Alternatively, you may also, following the short axis transverse cuts, open up the right atrium and right ventricle by incising the posterior wall of the right atrium into the right ventricle just parallel to the septum. I prefer the lateral cut since I can then take a block to include the right atrium, right coronary artery, tricuspid valve and right ventricle.
The muscular shelf which separates the tricuspid and pulmonary valves in the roof of the ventricle is called the supraventricular crest. Because the pulmonary outflow tract is surrounded by a ring of muscle before merging into the pulmonary valve, the pulmonary valve can be removed and used as an autograft to be inserted into the aortic position, while a homograft replaces the pulmonary valve (Ross procedure). The moderator band in the right ventricle is also a unique structure carrying the right bundle branches from the interventricular septum to the free wall of the right ventricle.

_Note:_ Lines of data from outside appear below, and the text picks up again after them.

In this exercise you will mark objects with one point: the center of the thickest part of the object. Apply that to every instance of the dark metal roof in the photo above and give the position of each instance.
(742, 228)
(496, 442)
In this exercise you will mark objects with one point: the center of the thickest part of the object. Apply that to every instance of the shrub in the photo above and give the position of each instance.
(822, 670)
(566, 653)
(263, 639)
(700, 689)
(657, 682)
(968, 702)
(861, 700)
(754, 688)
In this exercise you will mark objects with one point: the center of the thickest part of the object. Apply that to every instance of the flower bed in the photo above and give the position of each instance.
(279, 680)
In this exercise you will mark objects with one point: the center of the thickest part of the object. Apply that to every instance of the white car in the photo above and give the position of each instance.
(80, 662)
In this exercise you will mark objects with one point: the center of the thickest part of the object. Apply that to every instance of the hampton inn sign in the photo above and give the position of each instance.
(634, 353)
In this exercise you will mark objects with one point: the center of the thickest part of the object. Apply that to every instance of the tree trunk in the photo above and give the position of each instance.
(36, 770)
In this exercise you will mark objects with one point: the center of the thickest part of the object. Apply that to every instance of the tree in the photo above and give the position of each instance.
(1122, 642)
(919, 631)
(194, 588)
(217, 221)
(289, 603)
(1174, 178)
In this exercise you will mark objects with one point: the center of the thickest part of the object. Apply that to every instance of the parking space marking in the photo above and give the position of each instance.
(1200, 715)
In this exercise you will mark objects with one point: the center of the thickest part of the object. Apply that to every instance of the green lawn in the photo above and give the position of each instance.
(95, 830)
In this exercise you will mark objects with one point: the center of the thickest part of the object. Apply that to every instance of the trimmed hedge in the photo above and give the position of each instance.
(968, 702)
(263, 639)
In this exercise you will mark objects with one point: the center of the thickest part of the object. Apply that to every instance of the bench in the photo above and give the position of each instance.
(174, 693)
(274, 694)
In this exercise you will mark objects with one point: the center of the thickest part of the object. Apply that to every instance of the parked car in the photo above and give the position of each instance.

Examination of the right ventricular outflow tract (RVOT) involves cutting up and looking into the main pulmonary artery. Insert two fingers to go up through the pulmonary valve out into main pulmonary artery. Then cut through the anterior right ventricular wall at this point to lay open the pulmonary valve and main pulmonary artery. The circumferences of the pulmonary valve should be 50–60 mm in the normal adult. You will already have checked for pulmonary emboli in the main pulmonary artery on cutting across it at initial dissection of the heart. But one should also look in the RVOT to check for impacted emboli. The pulmonary valve is similar in structure to the aortic valve. It has three semilunar shaped cusps separated by three commissures. They are the right, left and posterior leaflets. Each cusp is thinner and more transparent than the aortic valve, but has basically the same structure. Always check for anomalous origin of a coronary artery from the pulmonary sinuses; usually it is the left coronary artery which will be hugely dilated.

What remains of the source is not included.